What P3P does represent is a tacit acceptance of the great increase in the tracking and monitoring of our minor activities that takes place over the Web. I say that it is an acceptance of this monitoring because it is designed to allow Web users interact within that environment, rather than trying to change the environment into one where the monitoring would not take place.
There is concern about the privacy implications of these offline interactions but we perceive something different about the privacy invasions that take place over the Web. Part of the difference is that the requests for our personal data are not part of essential services, so there is very little justification for our loss of privacy on the Web. We might understand that property ownership requires us to identify ourselves to the community, but we are less willing to give up our privacy in order to see a weather report on our screens or listen to music over the Internet. It's not just that we are losing our privacy but that we can see no social justification for the information that is being gathered. It is notable that the same Net community that went wild over the idea that Lotus would market a CD ROM with personal data for marketing purposes did not take up the rallying cry against the giving their information to the 2000 U.S. Census. For all that the Net has a reputation of being a haven for privacy absolutists, there does seem to be some discernment that takes place.
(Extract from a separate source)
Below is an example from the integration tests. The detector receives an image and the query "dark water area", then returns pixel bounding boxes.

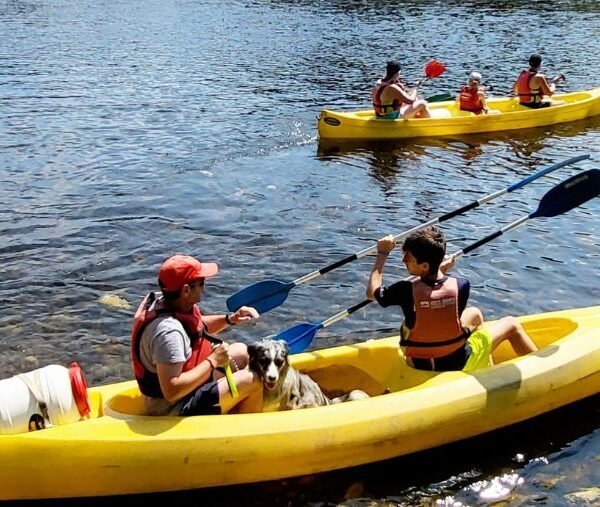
[0,0,600,505]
Because much of the tracking of site visitors is done through cookies, control of cookies is a vital part of maintaining privacy. The main Web browser programs, Netscape and Internet Explorer, have limited cookie controls built into them: they allow users to accept all cookies, reject all cookies, or be asked to make a decision for each cookie. None of these options works well, however. If you reject all cookies there are some sites that you will not be allowed to access; if you examine each cookie before accepting it you will be so bombarded with pop-up windows that it will be nearly impossible to surf the Web at all (some sites will attempt to send as many as thirty cookies before giving up). The best solution is to install one of the many "cookie cutter" programs that allows you to profile what cookies you do and don't accept and to easily delete any cookies that you have received in the past. This allows you to accept cookies from site you do trust and where you wish to maintain a relationship, such as a technical support site that keeps track of open problem reports through a cookie identity, and to automatically reject cookies from marketing companies like DoubleClick.
Educating Web users to these two very simple methods of maintaining their privacy would not only mean privacy gains for users but it might even begin to change the nature of the Web by giving users some real choices.